11

Currently I like to start a terminal without mouse moves by

  1. Alt-F2
  2. type in gnome-term
  3. press TAB to get gnome-terminal auto-completion
  4. Enter to start a terminal

However, this approach always provides a terminal that is not in fullscreen mode and has a menubar. Is it possible to change this behavior while keeping the simple steps described above?

Update:

There are two related questions here and here, but they are not as simple as I want: NO MOUSE MOVE and TAB completion. (I'm not sure if Compiz will do these, but I personally think installing Compiz doesn't seem to be a clean and simple solution)

3
  • Gnome terminal has a profile manager built into it.
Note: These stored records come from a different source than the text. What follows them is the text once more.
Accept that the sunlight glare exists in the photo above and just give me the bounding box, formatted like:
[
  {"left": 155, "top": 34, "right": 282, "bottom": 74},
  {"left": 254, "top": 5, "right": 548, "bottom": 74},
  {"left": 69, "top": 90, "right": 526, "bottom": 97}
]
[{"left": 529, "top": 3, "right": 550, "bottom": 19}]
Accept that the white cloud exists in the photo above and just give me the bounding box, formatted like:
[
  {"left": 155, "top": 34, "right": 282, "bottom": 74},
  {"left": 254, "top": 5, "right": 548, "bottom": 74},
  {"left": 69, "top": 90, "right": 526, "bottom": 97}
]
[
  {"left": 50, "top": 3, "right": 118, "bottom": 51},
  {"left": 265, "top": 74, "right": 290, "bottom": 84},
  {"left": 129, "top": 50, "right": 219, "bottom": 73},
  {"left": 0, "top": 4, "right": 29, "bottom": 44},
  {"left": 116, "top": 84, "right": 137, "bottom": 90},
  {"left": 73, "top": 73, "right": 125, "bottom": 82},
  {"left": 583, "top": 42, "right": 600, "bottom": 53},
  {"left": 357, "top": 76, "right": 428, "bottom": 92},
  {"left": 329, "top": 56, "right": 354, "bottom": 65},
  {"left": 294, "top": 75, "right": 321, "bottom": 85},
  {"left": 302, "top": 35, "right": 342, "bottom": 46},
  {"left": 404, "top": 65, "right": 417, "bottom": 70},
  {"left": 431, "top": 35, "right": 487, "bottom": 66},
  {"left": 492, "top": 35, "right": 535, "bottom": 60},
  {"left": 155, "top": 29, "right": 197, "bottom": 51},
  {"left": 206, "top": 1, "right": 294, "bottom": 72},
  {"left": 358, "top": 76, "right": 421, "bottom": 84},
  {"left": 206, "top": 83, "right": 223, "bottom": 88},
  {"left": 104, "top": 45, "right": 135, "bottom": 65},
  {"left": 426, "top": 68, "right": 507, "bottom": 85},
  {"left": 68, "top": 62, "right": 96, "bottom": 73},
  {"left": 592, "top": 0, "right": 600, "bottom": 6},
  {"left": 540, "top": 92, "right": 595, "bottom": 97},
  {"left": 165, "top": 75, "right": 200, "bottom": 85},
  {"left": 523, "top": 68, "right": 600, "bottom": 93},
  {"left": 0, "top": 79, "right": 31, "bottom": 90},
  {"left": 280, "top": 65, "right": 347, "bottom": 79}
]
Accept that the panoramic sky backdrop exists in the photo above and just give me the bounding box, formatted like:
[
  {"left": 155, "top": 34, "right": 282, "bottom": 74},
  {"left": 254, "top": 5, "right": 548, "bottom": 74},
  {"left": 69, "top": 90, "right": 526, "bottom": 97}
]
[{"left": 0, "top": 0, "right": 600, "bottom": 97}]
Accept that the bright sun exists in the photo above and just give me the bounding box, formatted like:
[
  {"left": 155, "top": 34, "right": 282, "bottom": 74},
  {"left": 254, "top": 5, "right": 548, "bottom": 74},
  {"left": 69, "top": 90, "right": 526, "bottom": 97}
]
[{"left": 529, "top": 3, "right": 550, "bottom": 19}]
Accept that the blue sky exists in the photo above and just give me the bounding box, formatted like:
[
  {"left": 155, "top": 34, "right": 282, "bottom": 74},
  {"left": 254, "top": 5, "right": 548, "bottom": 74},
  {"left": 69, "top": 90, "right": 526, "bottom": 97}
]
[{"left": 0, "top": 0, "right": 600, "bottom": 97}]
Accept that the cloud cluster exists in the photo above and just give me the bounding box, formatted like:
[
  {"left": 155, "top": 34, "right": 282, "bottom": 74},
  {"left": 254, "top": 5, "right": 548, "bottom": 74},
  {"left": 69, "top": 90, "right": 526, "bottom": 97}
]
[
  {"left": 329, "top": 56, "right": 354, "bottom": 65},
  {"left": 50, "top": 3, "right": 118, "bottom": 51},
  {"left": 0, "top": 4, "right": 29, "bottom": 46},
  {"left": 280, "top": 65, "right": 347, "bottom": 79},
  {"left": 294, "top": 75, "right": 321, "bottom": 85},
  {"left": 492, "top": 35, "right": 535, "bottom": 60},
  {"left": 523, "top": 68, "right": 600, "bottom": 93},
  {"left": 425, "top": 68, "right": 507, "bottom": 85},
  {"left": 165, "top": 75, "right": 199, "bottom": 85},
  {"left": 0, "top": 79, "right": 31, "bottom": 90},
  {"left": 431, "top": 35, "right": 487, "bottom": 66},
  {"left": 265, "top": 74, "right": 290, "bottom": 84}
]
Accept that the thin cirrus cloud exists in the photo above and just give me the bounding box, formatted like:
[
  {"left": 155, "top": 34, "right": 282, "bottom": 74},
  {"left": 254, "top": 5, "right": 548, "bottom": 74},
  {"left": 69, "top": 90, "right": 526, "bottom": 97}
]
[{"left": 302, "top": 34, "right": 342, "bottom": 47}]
If you open gnome terminal, then select Edit -> profile preferences -> General, there is an option that is probably unchecked called "Use Custom Default Terminal Size". You can manipulate that to be as close to full screen as you want. Then click close. You should now be able to open and close the terminal any way you choose, and it will start in that size mode.
    – sanimalp
    Commented Oct 22, 2015 at 21:26
  • @sanimalp what about hiding menubar automatically?
    – wlnirvana
    Commented Oct 22, 2015 at 22:03
  • The menu bar can also be configured to be hidden, it's at Edit -> Preferences -> Show menubar by default in new terminals. You'll still get the window decoration though, you need --fullscreen if you want to start in real full screen mode without any chrome around the terminal area.
    – egmont
    Commented Oct 24, 2015 at 9:47

6 Answers 6

14

gnome-terminal --full-screen does what you want, although it is more keypresses than launching gnome-terminal and then pressing F11 to enter fullscreen mode.

You might, of course, create a wrapper binary called gt or whatever name you prefer:

#!/bin/sh
exec gnome-terminal --full-screen "$@"

Place it in your ~/bin directory and give it executable permissions.

6
  • Athough this solution does work, my situation is that I don't have root access... That's why I want a clean solution without installing new packages or changing bin directory...
    – wlnirvana
    Commented Oct 24, 2015 at 22:33
  • You don't need root access to create a script under your personal bin subdirectory of your home dir which I suggested to you.
    – egmont
    Commented Oct 25, 2015 at 5:24
  • that doesn't work... after export the personal bin to path, I can start gt from within a gnome-terminal, but not the Alt-F2 run application way...
    – wlnirvana
    Commented Oct 26, 2015 at 11:15
  • Setting PATH in .profile solved the problem. Thank you very much!
    – wlnirvana
    Commented Oct 27, 2015 at 10:40
  • Your gt is not a binary:) It's a text file (a script / a program / an executable but not a binary).
    – bloody
    Commented Mar 20, 2020 at 8:36
2
  1. Open the ~/.bash_aliases file with an editor of your choosing.
  2. Add this line alias gnome-terminal='gnome-terminal --full-screen'
  3. Either restart the terminal or type in source ~/.bash_aliases
  4. Create a custom keyboard shortcut (via Ubuntu GUI, no need for fancy terminal commands) and set the shortcut to Ctrl + Alt + T.
1

For CentOS 8 - Stream I have made size as 95x65 by brute force.

Also, menu hidden with Right-click preferences. And untick the default menu option.

Finally a shortcut added Ctrl + Shift + T

From Settings Shortcut for CentOS 8 Stream Terminal

For adding this shortcut - follow above steps, which is common in CentOS. But implemntation is added in this answer.

Terminal shortcut settings

2
  • Since this is a Ubuntu only support site do you know for a 100 percent sure that a CentOS answer works?
    – David DE
    Commented Mar 16, 2022 at 14:23
  • you check the screenshot. Commented Mar 16, 2022 at 18:16
0

As for an "anti-mouse" command line operator, why won't you get things yet more automated and put the terminal to your Startup applications?

  1. press Alt+F2 and type: gnome-session-p
  2. press Tab to get: gnome-session-properties and press Enter;
  3. Click Add and type in the Command field: gnome-terminal --full-screen
  4. Click Save;

From now on each time you boot your Ubuntu you will get the terminal launched in the full screen mode. Whenever you want to reach the desktop behind press F11 to bring the terminal into a window.

0

How about:

xdotool key F11 in .bashrc

Would this work?

Comment it out if you don't want it to start up like that

1
  • Did you try it? This will apply on any virtual terminal and on every nonlogin shell, and will toggle if using the same window (for e.g. using tabs or a screen manager). Commented Oct 12, 2022 at 19:28
0

You can copy /usr/share/applications/org.gnome.Terminal.desktop

To /home/<YOUR_USERNAME>/.local/share/applications/org.gnome.Terminal.desktop

And modify its content, so the terminal will run in fullscreen mode.

[Desktop Entry]
...
Exec=gnome-terminal --full-screen
...

Now, to run the terminal in full screen, you just need to hit super, start typing term..., and hit enter.